Building Highways for Electrons on Semiconductor Chips

Moore's law states that the number of transistors on a semiconductor chip doubles every 18 months. However, as the feature size of semiconductor chips shrinks to nano-meter scale, dissipation increases exponentially, disrupting the normal operation of computing devices. Solving the problem of dissipation is a grand challenge in basic and applied science. In conventional semiconductor chips, dissipation is caused by the random scattering of electrons by impurities.

With funding from the W. M. Keck Foundation, researchers at Stanford University, led by principal investigator, Professor Shoucheng Zhang, and his colleagues, Yi Cui and David Goldhaber-Gordon, researched novel topological insulator materials where electrons move like automobiles on a highway, spatially separated into different lanes, avoiding backscattering and resulting dissipation.

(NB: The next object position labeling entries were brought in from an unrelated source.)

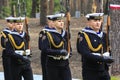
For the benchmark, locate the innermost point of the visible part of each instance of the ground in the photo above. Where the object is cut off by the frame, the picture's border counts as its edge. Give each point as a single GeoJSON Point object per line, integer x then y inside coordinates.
{"type": "Point", "coordinates": [34, 29]}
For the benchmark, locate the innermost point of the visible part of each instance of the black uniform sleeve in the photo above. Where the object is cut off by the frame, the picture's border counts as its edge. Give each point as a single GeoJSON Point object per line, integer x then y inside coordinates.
{"type": "Point", "coordinates": [11, 52]}
{"type": "Point", "coordinates": [3, 39]}
{"type": "Point", "coordinates": [84, 50]}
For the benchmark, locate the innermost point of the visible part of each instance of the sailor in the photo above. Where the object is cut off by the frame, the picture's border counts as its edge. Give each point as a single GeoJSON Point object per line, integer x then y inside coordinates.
{"type": "Point", "coordinates": [17, 48]}
{"type": "Point", "coordinates": [54, 45]}
{"type": "Point", "coordinates": [43, 57]}
{"type": "Point", "coordinates": [4, 38]}
{"type": "Point", "coordinates": [91, 44]}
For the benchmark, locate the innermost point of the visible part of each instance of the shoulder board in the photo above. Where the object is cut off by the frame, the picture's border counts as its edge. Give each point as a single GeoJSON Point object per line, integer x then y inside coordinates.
{"type": "Point", "coordinates": [3, 34]}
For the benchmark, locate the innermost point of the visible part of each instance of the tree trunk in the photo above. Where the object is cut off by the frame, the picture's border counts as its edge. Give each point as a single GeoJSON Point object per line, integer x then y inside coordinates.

In 2006, Zhang's group predicted theoretically that a quantum well of the mercury telluride and cadmium telluride is a two dimensional topological insulator where the two dimensional interior region is fully insulating, and electrons can only move along the edge of the sample, where opposite spin states counter-propagate. This effect, called the quantum spin Hall effect, occurs due to large spin-orbit coupling, and only when the device geometry reaches nano-meter dimensions, where the thickness of the quantum well is about 7 nm. This theoretical prediction was soon confirmed experimentally by a group of researchers at the University of Wurzburg in Germany. That group, led by Prof. Laurens Molenkamp, grows high mobility quantum wells with precisely controlled well thickness at the nano-meter scale. They can also control the Fermi level by varying the gate voltage. For devices with quantum well thickness of about 7nm, they find that electrons indeed conduct without dissipation along the edge channel, independent of the device width and length.

Discovery of the first topological insulator material in mercury telluride has launched a world-wide competition to find other topological materials with more robust properties, with larger energy gaps so that the resulting device could function well at room temperature. Zhang’s group also predicted the three dimensional topological insulator materials in alloys of bismuth and antimony telluride. These materials can be more readily fabricated in most laboratories around the world and have sufficiently large energy gaps for robust operation at room temperature. With Keck Foundation support, the Stanford group also theoretically predicted many more novel properties of topological insulators and have fabricated functional devices. In particular, Cui’s group fabricated a nano-wire device based on topological insulators with dramatically improved performance, and Goldhaber-Gordon’s group observed the superconducting Josephson effect of topological insulators, laying the groundwork for topological quantum computing.

Zhang’s pioneering work on topological insulators has earned him a number of international prizes. He was awarded the Europhysics Prize in 2010, the Oliver Buckley Prize of the American Physical Society in 2012, the Paul Dirac Medal and Prize in 2012 and most recently, the Physics Frontiers Prize in 2013. Sharing the limelight together with the eminent physicist Stephen Hawking at the award ceremony, Zhang mused about the importance of fundamental science: “Solving the critical problems of the world today requires us to think outside of the box, and to draw inspirations from seemingly disconnected branches of knowledge. Topology started out as one of the most abstract branches of mathematics, remarkably, it has now found applications in material science and could help to solve one of the most challenging problems facing the information society today.”